OpenShift provides security context constraints (SCC) that control the actions that a pod can perform and what it has the ability to access. We a container is executed, we want to guarantee that the capabilities required by that container to run are satisfied, while at the same time keeping OpenShift secured.
Under normal circumstances, most containers should not be allowed to get access to unnecessary capabilities or to run in an insecure way (e.g. privileged or as root).
oc get scc
Will display the list of available SCC in your system.

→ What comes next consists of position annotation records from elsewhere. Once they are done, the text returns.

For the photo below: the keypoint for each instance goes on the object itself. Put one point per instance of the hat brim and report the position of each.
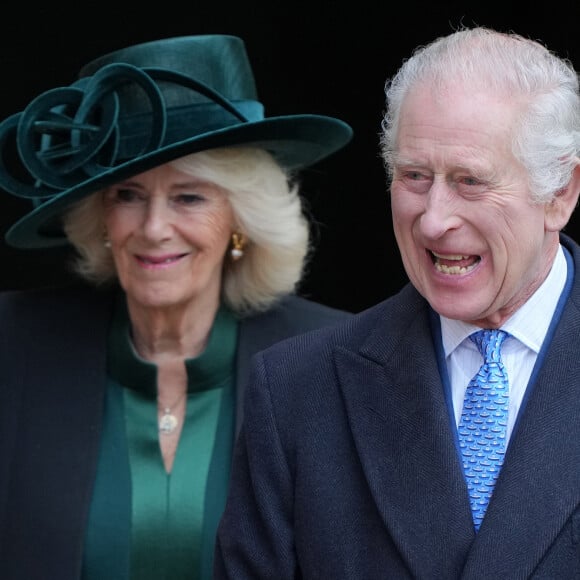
(296, 141)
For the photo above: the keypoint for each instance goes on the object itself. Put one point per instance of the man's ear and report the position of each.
(560, 209)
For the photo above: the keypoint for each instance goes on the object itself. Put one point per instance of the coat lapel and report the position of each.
(539, 485)
(404, 436)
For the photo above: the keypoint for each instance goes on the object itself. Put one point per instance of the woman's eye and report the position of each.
(188, 198)
(122, 195)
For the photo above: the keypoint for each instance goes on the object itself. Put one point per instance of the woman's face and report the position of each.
(169, 233)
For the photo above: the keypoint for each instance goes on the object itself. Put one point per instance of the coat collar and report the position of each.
(405, 435)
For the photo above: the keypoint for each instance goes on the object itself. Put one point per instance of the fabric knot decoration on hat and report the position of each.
(137, 108)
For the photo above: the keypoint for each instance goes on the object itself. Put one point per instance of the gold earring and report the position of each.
(106, 241)
(238, 243)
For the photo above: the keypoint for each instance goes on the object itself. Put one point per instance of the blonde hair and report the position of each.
(267, 208)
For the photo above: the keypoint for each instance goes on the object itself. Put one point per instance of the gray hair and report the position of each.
(547, 136)
(268, 211)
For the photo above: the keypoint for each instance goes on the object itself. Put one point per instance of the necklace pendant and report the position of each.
(168, 423)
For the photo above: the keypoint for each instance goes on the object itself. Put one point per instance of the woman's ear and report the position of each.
(560, 209)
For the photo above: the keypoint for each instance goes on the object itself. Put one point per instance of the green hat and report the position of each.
(137, 108)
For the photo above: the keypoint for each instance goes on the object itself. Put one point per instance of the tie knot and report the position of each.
(489, 341)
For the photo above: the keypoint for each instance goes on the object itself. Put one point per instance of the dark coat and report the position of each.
(347, 466)
(52, 384)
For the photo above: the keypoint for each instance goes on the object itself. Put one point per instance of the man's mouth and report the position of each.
(454, 264)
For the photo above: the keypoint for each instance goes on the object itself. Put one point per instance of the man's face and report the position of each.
(472, 241)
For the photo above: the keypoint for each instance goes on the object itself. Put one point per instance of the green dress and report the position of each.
(144, 523)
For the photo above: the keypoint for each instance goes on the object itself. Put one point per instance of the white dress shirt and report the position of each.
(527, 326)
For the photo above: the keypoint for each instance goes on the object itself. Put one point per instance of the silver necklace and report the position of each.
(168, 422)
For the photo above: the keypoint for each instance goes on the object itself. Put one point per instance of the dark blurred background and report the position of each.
(317, 57)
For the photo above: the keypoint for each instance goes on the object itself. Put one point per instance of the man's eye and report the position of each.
(470, 181)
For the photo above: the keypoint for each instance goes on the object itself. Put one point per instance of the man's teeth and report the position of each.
(450, 269)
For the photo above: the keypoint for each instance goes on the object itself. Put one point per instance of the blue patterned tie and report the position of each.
(482, 428)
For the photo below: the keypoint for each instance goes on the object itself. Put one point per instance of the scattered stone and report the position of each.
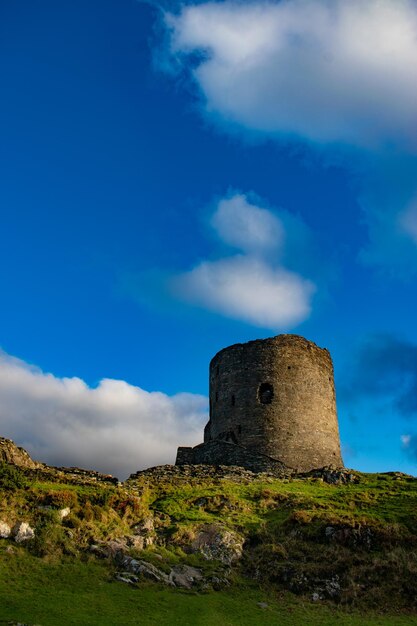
(22, 532)
(64, 512)
(5, 530)
(126, 577)
(263, 605)
(145, 570)
(215, 542)
(13, 454)
(185, 576)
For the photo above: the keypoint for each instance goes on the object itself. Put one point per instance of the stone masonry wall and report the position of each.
(276, 397)
(223, 453)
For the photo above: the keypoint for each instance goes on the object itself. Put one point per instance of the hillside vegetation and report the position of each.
(207, 544)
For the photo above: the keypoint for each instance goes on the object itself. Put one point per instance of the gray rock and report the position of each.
(64, 512)
(22, 532)
(185, 576)
(5, 530)
(145, 570)
(215, 542)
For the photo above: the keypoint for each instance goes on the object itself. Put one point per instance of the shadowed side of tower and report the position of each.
(272, 398)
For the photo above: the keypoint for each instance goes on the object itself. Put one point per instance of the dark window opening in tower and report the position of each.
(265, 393)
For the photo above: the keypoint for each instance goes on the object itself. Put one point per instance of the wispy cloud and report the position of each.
(338, 75)
(384, 369)
(327, 71)
(254, 286)
(115, 427)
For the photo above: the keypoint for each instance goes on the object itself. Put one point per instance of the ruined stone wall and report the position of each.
(222, 453)
(276, 396)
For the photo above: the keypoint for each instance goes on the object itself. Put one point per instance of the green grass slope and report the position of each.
(315, 549)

You can edit and change the existing SCC or create a new one to modify the behaviour of your OpenShift installation. In most situation, creating a new SCC is preferable to modifying the default ones to prevent problems during upgrades or new versions.
To edit a SCC:
oc edit scc SCC_NAME
Create a new project using the OpenShift UI or the command line.
oc new-project scc-test
Navigate to the project in the OpenShift UI Click on Add to Project Add the nginx default image from Docker Hub to the project:
OpenShift should give you a warning
Create the container.
The container should fail to deploy
Scale down the container deployment to 0
On the command line, go to the scc-test project:
oc project scc-test
Add the anyuid SCC to the service account running the container.
oc adm policy add-scc-to-user anyuid -z default
This command adds the default service account in the current project (-z) to the anyuid SCC.
''' oc describe scc anyuid '''
Scale your deployment to 1 and observe the result.